Guerra une cine político e García Márquez

EDUARDO SIMÕES
ENVIADO ESPECIAL A BRASÍLIA

Um mar de lama, uma cidade em meio a uma onda de revelações escandalosas. Não, não se trata de Brasília e a série de denúncias que parece não ter fim nem solução. Lama e revelações estão, respectivamente, no cenário e enredo de "O Veneno da Madrugada", 15º filme de Ruy Guerra, que passa hoje na mostra competitiva do Festival de Brasília.
"Uma comparação com estes escândalos seria meio forçada. Em "O Veneno da Madrugada", o lado político mais óbvio está no tema: um prefeito incorruptível [Leonardo Medeiros] às voltas com a corrupção em uma pequena cidade, de um país em guerrilha, e a revelação sobre relações pessoais, familiares e sexuais da população. Mas o filme não morde a carne política de forma direta", diz Guerra, diretor de clássicos como "Os Cafajestes" (1962).
Em "O Veneno da Madrugada", Guerra volta ao universo do escritor colombiano Gabriel García Márquez, de quem já havia filmado três histórias: "Erêndira" (1983), "A Fábula da Bela Palomera" (1988) e "Me Alugo para Sonhar"(1989).

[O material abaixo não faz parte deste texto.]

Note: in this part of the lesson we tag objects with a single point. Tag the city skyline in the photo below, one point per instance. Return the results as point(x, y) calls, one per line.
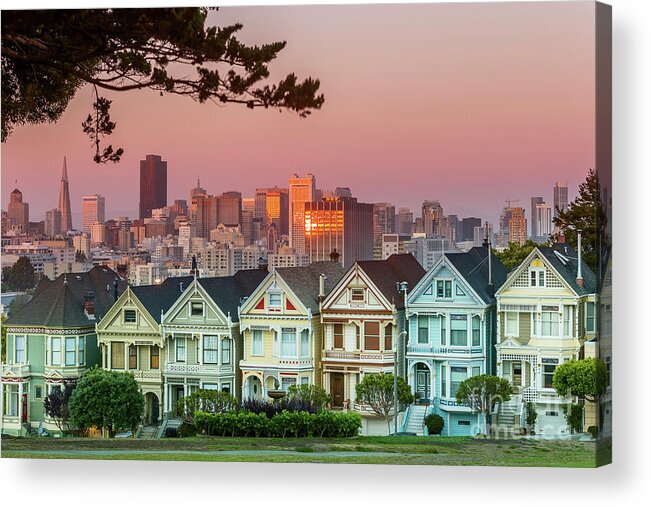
point(380, 143)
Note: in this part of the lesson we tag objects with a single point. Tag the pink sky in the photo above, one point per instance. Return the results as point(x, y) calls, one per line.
point(470, 104)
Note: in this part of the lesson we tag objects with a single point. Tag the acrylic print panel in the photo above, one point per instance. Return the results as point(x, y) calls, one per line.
point(384, 241)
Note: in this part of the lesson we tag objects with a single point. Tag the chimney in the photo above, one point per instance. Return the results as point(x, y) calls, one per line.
point(579, 276)
point(89, 304)
point(322, 279)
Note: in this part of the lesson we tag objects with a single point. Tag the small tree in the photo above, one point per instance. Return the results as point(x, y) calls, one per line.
point(311, 394)
point(108, 400)
point(376, 391)
point(482, 392)
point(57, 404)
point(206, 400)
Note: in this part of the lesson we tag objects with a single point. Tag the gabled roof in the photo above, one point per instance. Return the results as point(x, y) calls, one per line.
point(227, 291)
point(397, 268)
point(60, 303)
point(157, 298)
point(473, 267)
point(304, 281)
point(566, 265)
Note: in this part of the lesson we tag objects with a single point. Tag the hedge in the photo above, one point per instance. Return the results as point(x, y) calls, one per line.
point(283, 425)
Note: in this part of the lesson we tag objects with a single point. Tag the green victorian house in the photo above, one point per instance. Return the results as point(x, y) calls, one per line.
point(51, 340)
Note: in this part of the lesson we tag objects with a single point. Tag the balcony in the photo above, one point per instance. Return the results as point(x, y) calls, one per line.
point(15, 370)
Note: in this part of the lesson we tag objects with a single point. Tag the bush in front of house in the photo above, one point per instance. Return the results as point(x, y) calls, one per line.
point(434, 423)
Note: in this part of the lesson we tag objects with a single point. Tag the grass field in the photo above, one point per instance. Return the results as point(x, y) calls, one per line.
point(364, 450)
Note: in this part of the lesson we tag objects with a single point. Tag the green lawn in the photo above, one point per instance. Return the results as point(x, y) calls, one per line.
point(366, 450)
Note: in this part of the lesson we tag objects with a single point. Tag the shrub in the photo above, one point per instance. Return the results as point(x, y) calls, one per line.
point(434, 423)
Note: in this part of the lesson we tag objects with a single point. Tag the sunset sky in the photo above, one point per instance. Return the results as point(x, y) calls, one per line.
point(470, 104)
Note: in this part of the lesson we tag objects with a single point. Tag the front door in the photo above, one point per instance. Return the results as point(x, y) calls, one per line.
point(337, 389)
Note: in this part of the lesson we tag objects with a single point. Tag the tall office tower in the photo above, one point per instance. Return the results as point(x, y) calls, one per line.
point(153, 185)
point(560, 197)
point(277, 210)
point(301, 190)
point(535, 201)
point(229, 209)
point(52, 222)
point(64, 200)
point(543, 221)
point(92, 211)
point(468, 228)
point(404, 221)
point(18, 211)
point(517, 226)
point(341, 224)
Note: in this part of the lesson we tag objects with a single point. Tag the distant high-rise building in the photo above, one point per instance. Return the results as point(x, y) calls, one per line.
point(92, 211)
point(64, 200)
point(153, 185)
point(560, 197)
point(301, 190)
point(52, 222)
point(535, 201)
point(18, 212)
point(468, 228)
point(341, 224)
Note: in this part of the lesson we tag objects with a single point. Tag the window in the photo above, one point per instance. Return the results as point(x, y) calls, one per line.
point(210, 349)
point(82, 350)
point(589, 317)
point(256, 343)
point(180, 349)
point(457, 375)
point(288, 342)
point(153, 357)
point(476, 331)
point(20, 349)
point(388, 337)
point(357, 295)
point(548, 374)
point(117, 355)
point(70, 351)
point(444, 289)
point(338, 336)
point(549, 324)
point(444, 332)
point(226, 351)
point(55, 355)
point(275, 299)
point(129, 316)
point(372, 335)
point(511, 327)
point(133, 357)
point(459, 330)
point(305, 343)
point(423, 329)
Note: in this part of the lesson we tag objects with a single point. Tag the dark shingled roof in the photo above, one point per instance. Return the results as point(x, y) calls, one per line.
point(304, 281)
point(567, 267)
point(473, 267)
point(227, 291)
point(397, 268)
point(60, 303)
point(157, 298)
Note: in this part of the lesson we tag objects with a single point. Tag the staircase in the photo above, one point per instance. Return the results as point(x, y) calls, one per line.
point(415, 419)
point(148, 432)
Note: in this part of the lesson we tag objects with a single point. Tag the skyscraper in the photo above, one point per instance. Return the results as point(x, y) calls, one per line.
point(92, 211)
point(535, 201)
point(341, 224)
point(64, 200)
point(301, 190)
point(560, 197)
point(153, 185)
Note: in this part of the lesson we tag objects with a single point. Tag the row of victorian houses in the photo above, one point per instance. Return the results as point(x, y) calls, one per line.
point(259, 331)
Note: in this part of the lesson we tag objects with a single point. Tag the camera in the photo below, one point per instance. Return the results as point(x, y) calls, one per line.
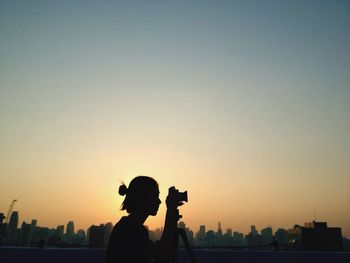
point(180, 196)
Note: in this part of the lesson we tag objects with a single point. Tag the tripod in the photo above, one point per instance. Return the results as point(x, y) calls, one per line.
point(181, 232)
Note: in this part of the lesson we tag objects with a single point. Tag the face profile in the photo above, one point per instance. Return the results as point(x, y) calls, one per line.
point(129, 240)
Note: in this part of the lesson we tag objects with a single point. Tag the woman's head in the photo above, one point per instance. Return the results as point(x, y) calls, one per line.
point(141, 196)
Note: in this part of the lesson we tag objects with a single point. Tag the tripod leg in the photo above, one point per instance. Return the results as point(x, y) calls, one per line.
point(183, 235)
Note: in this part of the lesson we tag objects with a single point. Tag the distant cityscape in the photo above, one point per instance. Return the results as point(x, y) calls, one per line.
point(311, 236)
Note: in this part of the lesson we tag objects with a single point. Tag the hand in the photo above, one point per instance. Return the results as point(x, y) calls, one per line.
point(172, 200)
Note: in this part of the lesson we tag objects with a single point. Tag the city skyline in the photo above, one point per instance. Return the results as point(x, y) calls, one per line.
point(312, 236)
point(71, 225)
point(244, 104)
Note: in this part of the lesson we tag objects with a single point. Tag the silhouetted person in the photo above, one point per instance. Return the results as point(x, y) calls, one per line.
point(129, 241)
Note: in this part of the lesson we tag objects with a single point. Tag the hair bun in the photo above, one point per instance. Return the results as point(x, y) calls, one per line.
point(123, 189)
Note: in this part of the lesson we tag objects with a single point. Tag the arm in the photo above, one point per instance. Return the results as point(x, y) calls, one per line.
point(164, 249)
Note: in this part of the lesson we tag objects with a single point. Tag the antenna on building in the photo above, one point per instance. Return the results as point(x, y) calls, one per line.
point(314, 214)
point(10, 210)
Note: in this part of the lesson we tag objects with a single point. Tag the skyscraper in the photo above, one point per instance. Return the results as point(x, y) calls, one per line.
point(70, 232)
point(12, 230)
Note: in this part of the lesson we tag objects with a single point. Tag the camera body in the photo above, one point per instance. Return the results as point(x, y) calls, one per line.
point(179, 196)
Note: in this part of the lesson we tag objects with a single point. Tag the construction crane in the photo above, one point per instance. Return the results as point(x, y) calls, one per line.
point(10, 210)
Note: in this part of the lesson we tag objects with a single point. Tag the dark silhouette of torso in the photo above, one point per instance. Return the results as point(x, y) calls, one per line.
point(129, 242)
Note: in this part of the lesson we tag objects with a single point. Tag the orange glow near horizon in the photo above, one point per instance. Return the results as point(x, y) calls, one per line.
point(245, 106)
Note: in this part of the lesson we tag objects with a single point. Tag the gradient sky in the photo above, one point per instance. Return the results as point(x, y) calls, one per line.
point(244, 104)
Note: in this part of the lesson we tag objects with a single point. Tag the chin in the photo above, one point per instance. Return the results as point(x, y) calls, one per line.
point(154, 212)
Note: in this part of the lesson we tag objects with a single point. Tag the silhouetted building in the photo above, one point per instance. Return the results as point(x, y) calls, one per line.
point(12, 228)
point(267, 235)
point(254, 240)
point(41, 233)
point(227, 237)
point(70, 234)
point(294, 237)
point(25, 234)
point(60, 231)
point(2, 217)
point(80, 237)
point(96, 236)
point(317, 236)
point(209, 239)
point(238, 239)
point(281, 236)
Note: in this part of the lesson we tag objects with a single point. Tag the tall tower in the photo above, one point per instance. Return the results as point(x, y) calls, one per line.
point(13, 224)
point(70, 228)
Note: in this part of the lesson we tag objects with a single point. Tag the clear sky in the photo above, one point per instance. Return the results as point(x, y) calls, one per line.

O novo longa é a primeira adaptação de um romance de Gabo, "A Má Hora", um roteiro que exigiu mais de dez meses de suor, escrito a quatro mãos com Tairone Feitosa, e que privilegia seqüências longas.
"Foi trabalhoso, mas prazeroso. Em duas semanas, já tinha a estrutura do roteiro. Mas eu queria trabalhar muito o conceito do tempo de uma forma não-habitual, algo que me seduz muito no cinema. Tive de criar incidentes novos e mudar os personagens, e isto foi mais trabalhoso."
Deu trabalho também achar as locações. Guerra viajou de norte a sul do país, para terminar filmando em Xerém, na Baixada Fluminense, a apenas uma hora do Rio.
"Foram oito semanas muito difíceis porque a cidade foi inteiramente construída, havia a chuva artificial, as caminhadas na lama. Mas foi extremamente prazeroso. Quase toda semana tirávamos fotos com a equipe, cantávamos em coro, tudo isso apesar do clima denso, duro e agressivo do filme."
Como "O Veneno" é uma co-produção com Argentina e Portugal, Guerra teve de incluir no elenco dois atores de cada país. Na escolha dos brasileiros, prevaleceram aqueles mais identificados com o teatro, como Medeiros e Juliana Carneiro da Cunha, além dos estreantes na tela grande Nilton Bicudo e Rejane Arruda.
"Para os personagens mais velhos, escolhi Tonico Pereira, Zózimo Bulbul e Fábio Sabag, que é um ator pouco usado. Para os mais jovens, preferi atores menos castigados pelas novelas. Não que eu tenha preconceito, mas não queria rostos muito marcados."
Único veterano de longas-metragens na disputa pelos Candangos, Guerra aproveita para elogiar a nova safra do cinema nacional, de Lírio Ferreira ("Árido Movie") a Marcelo Gomes ("Cinema, Aspirinas e Urubus"), que "incorporam a cultura brasileira no cinema, e não se deixam seduzir por modismos estrangeiros". Mas ressalva que outros estão se submetendo demais à tentativa de conquistar mercado com caça-níqueis. E avisa: "Os veteranos que se cuidem, senão logo serão empurrados para a aposentadoria".
Em Brasília, Guerra diz que sua expectativa maior é a de ser visto pelos jovens "críticos e irreverentes" que costumam freqüentar o festival. Anteontem à noite, esse público riu e ovacionou o primeiro longa da mostra competitiva, que tem a cara política do evento: o documentário "À Margem do Concreto", de Evaldo Mocarzel, cujo ponto alto é uma ação de ocupação em um prédio no centro de São Paulo, acompanhada, sob bombas de gás lacrimogêneo e pimenta, pelo diretor e equipe.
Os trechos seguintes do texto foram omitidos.